The shortest day of the year, the Winter Solstice, is tomorrow. That makes it the perfect time to review a horror novel I read recently. The story climaxes at the dark of the year, when the forces of darkness overwhelm any trace of light in the arctic night.

Michelle Paver’s Dark Matter: A Ghost Story is an old-fashioned horror story, in the tradition of M.R. James, who in my book was the most frightening of all the British 19th-century horror writers.

I don’t want to give any spoilers away, but I found the twists and turns that built up the suspense quite satisfying.

An amateur arctic expedition journeys to the arctic circle to take scientific readings and right away we feel the echoes of failed expeditions looming over this one. But there’s another threat hinted at from the beginning.
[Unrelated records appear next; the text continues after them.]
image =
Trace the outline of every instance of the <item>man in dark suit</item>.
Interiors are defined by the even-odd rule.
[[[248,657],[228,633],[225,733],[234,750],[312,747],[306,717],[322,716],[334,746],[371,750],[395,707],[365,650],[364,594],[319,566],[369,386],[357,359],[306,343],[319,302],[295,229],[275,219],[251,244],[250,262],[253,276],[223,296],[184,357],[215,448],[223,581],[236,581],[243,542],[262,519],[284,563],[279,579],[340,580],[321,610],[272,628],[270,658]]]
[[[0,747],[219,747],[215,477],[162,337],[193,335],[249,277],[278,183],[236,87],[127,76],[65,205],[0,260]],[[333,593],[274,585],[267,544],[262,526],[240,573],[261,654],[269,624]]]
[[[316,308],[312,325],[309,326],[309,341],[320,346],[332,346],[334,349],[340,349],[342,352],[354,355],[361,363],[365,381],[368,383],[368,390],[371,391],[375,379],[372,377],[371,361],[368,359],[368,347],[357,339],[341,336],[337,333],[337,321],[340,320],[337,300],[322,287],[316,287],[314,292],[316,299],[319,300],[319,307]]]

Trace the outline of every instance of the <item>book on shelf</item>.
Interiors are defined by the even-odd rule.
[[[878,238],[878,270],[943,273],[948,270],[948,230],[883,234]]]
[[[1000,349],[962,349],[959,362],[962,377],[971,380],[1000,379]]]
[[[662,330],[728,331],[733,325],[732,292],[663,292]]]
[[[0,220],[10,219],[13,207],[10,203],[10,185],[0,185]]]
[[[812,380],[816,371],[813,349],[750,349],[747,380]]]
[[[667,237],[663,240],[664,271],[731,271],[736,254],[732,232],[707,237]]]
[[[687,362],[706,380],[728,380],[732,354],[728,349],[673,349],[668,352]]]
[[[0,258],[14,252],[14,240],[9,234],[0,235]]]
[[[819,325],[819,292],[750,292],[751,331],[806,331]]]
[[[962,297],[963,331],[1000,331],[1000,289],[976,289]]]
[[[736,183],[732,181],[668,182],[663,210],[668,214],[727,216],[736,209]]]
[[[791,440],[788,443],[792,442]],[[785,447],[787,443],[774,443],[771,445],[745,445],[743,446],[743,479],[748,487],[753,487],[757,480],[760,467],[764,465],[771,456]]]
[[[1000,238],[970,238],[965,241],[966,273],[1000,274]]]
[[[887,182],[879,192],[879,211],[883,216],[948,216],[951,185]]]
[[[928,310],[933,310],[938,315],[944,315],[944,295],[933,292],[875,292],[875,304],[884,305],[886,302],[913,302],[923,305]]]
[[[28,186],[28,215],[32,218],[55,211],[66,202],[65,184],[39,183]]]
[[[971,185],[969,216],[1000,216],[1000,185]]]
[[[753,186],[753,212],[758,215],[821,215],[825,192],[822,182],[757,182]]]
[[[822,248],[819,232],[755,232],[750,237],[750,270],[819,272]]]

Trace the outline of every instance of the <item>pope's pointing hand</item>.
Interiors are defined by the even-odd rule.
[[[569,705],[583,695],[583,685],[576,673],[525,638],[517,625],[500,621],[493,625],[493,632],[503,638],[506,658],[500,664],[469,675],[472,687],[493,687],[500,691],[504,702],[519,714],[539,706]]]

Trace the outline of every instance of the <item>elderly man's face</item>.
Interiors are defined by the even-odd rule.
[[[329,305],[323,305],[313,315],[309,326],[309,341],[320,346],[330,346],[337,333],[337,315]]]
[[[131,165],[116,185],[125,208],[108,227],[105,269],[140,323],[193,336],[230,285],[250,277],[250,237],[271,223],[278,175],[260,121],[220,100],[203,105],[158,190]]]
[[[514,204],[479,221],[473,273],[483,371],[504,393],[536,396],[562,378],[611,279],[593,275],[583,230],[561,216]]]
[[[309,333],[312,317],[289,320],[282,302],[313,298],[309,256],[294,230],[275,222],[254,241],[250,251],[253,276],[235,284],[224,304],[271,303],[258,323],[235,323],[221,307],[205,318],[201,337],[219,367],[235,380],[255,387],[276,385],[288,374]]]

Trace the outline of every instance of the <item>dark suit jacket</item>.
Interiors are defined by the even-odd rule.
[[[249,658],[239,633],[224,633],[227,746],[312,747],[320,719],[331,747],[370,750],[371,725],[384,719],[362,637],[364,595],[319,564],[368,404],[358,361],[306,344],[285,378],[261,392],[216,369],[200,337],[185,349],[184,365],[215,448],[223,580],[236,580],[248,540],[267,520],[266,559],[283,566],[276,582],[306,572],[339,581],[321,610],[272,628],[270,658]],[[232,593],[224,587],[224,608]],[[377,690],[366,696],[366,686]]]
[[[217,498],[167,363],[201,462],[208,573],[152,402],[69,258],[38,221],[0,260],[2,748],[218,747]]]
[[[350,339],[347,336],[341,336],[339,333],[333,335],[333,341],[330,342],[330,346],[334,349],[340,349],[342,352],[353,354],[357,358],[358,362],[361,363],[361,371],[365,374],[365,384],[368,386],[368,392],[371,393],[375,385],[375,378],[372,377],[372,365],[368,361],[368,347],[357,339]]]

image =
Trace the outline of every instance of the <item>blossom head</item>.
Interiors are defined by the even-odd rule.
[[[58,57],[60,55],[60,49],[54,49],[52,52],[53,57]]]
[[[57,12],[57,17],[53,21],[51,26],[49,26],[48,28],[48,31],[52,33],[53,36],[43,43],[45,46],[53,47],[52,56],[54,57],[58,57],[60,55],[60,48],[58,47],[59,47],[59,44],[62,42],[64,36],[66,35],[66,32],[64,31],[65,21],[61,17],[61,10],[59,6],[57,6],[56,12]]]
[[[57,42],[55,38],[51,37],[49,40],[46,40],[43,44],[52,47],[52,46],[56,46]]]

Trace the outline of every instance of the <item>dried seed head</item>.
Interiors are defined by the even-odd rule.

It won’t be just amateur planning, overconfidence or the hidden demons of the members of the expedition that will doom it to fail.

Hardened sailors fear the place the expedition will be based, and one finally comes out and explains that the place is haunted by something that happened there years ago. Of course stalwart British upper-class adventurers, intent on doing science, laugh at such notions.

The narrator, who is not upper class and has something to prove to the others, is left there alone by a series of accidents. We suspect that something terrible must happen to him, but the actual day by day accretion of fear, and the growing dark, maintain the suspense. Paver’s use of a sled dog as a pivotal character who adds to the terror, is wonderful, and in keeping with her other works that featured a knowledgeable depiction of wolf behavior.

That would be the younger YA series Chronicles of Ancient Darkness. They’re fast-paced and suspenseful, and I highly recommend them too, especially for reluctant readers.

Scare yourself with this winter’s tale of ghosts, solitude, and darkness.